2. Multipolarization and fluidization of international relations revolving around the United Nations
(1) Limitations on influence of the United States and the Soviet Union
As mentioned above, there has been a new development of the functions of the United Nations. On the other hand, there have been changes in various forces revolving around the United Nations. There is the growing understanding that the world in recent years has been shifting from the bipolar structure centering around the United States and the Soviet Union to a multipolar structure, under which many countries, including the United States and the Soviet Union, mutually exercise their influence and that the trend in international relations is moving toward greater fluidity. Similar changes have occurred in the United Nations which is called a mirror that reflects the international community.
The influence of the United States, which was overwhelming in the United Nations in the past, has gradually declined because of the rise of the Third World. In recent years, it has become increasingly difficult for the United States to command a majority in the Security Council and the General Assembly, and, at times, even resolutions cosponsored by the United States and the Soviet Union have been defeated by the opposition of the nonaligned countries. The influence of the Soviet Union,. which has tried to promote a "diplomacy of the majority" favorable to its own interests by winning the support of the nonaligned countries on political problems which have a coloring of the East-West confrontation and are ideologically in opposition to the United States, is approaching its limits. This fact has become particularly clear as a result of the emergence of the People's Republic of China as its opponent.
(2) The rise of the third force
On the other hand, it seems that the foundation for the unity of the nonaligned countries, which became a third force against the camps led by the United States and the Soviet Union during the cold war, has been weakened as a natural consequence of the peaceful coexistence between the United States and the Soviet Union and also as a result of the phenomenon of multipolarization in recent years. Of a total of 132 U.N. member states, nearly 100 centering around the nonaligned countries are generally known as the "third force." Many of them have common features such as that (i) they became independent after World War II, (ii) they are former colonies, (iii) politically, they follow a nonalignment policy, (iv) economically, they are have-nots and, (v) regionally, they belong to Asia and Africa. Because of their common interests, they constitute a force in the United Nations as the nonaligned group, as the 77-country group or as the A.A. group. However, their unity demonstrates strong power only in the field of economic and social development, which is a vital issue to them.
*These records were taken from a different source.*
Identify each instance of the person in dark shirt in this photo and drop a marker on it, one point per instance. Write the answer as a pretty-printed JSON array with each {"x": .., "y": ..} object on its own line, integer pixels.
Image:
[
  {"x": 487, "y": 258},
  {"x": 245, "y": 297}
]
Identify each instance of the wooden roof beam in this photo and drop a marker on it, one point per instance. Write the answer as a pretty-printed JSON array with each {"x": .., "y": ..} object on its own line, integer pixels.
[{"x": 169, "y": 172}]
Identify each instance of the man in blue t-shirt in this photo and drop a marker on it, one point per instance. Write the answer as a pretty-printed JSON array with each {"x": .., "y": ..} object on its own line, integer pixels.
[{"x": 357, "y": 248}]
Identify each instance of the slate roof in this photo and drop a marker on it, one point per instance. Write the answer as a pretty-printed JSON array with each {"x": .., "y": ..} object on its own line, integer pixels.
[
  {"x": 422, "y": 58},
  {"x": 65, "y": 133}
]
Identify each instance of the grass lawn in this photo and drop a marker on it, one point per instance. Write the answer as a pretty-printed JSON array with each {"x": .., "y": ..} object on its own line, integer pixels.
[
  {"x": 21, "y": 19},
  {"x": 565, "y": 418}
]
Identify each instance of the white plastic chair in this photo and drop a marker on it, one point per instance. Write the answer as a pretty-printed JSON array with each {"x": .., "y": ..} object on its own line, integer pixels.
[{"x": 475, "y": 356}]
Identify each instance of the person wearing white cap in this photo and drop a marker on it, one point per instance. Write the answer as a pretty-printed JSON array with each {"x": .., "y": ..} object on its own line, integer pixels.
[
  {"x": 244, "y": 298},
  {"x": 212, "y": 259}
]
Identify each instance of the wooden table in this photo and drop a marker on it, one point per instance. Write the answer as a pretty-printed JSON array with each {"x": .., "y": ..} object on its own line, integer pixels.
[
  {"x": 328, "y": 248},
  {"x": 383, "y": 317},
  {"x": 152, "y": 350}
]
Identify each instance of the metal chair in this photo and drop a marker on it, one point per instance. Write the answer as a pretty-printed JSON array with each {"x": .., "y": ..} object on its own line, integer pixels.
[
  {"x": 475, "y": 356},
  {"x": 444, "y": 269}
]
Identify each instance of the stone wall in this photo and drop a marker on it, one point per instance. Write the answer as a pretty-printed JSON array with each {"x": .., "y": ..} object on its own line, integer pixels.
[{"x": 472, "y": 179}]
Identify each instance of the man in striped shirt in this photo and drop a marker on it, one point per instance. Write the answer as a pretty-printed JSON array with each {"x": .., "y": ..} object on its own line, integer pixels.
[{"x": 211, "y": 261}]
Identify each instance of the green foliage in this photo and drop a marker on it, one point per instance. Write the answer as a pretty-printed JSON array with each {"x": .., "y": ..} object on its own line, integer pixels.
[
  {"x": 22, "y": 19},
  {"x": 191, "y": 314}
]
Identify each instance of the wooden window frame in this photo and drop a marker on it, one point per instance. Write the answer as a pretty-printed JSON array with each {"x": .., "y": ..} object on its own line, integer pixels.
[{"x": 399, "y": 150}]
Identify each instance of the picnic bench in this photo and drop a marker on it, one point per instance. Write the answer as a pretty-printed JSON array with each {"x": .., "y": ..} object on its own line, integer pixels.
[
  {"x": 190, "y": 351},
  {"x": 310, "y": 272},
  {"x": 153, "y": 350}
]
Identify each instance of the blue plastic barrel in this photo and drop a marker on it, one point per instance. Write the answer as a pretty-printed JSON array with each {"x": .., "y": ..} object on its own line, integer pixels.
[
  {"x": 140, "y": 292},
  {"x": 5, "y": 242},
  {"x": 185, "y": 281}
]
Amid this situation in which there is no supreme power, such forces as the Scandinavian countries, the ASEAN countries, the expanded EC countries and Japan are making independent moves.
(3) Moves of major forces
The following were the moves of the major forces at the 27th U.N. General Assembly (and in the U.N. Security Council)in 1972.
(A) United States
As mentioned above, it has become increasingly difficult for the United States to win majority support in the United Nations. It seems that, in this situation, the United States intends to base its United Nations diplomacy on fairness and justice, determined to risk becoming isolated as a minority in some cases. Concretely, the United States exercised its veto power in the Security Council over the Middle East issue (in September 1972) for the second time since its participation in the United Nations after its first veto in March 1970 (over the Southern Rhodesian issue). It can be mentioned as an epoch-making event. At the 27th General Assembly, it became isolated from the majority over other problems because it made its attitude very clear, It insisted to the last on the adoption of its draft resolution on international terrorism which was the toughest proposal of all. It became the sole opponent of satellites for direct TV broadcasting and of establishing the U.N. Environment Program Secretariat in Kenya, and abstained alone from voting on the problem of establishing the special committee of the World Disarmament Conference. On the other hand, it would be premature to think that the United States is nothing more than a mere member of the United Nations simply because its relative influence in the United Nations has declined. It can be said that the United States can exercise its influence to a considerable extent over problems which it considers of basic importance to its interests with the support of countries friendly to the United States centering on the Western European group. Such case was the reduction by 25 per cent of its financial contribution to the United Nations.
(B) Soviet Union
The Soviet Union managed to maintain a position favorable to itself in discussions of some political problems, such as the holding of the World Disarmament Conference, the renunciation of the use of force and the permanent prohibition of the use of nuclear weapons, by obtaining majority support centering around the nonaligned countries. However, it seems that the impact of these problems on international politics has been rapidly decreasing as a result of the liquidation of the cold war structure, and it should be noted that many of the countries that supported the Soviet Union did so as a matter of courtesy from the standpoint that to do so did not have any vital effect on their national interests.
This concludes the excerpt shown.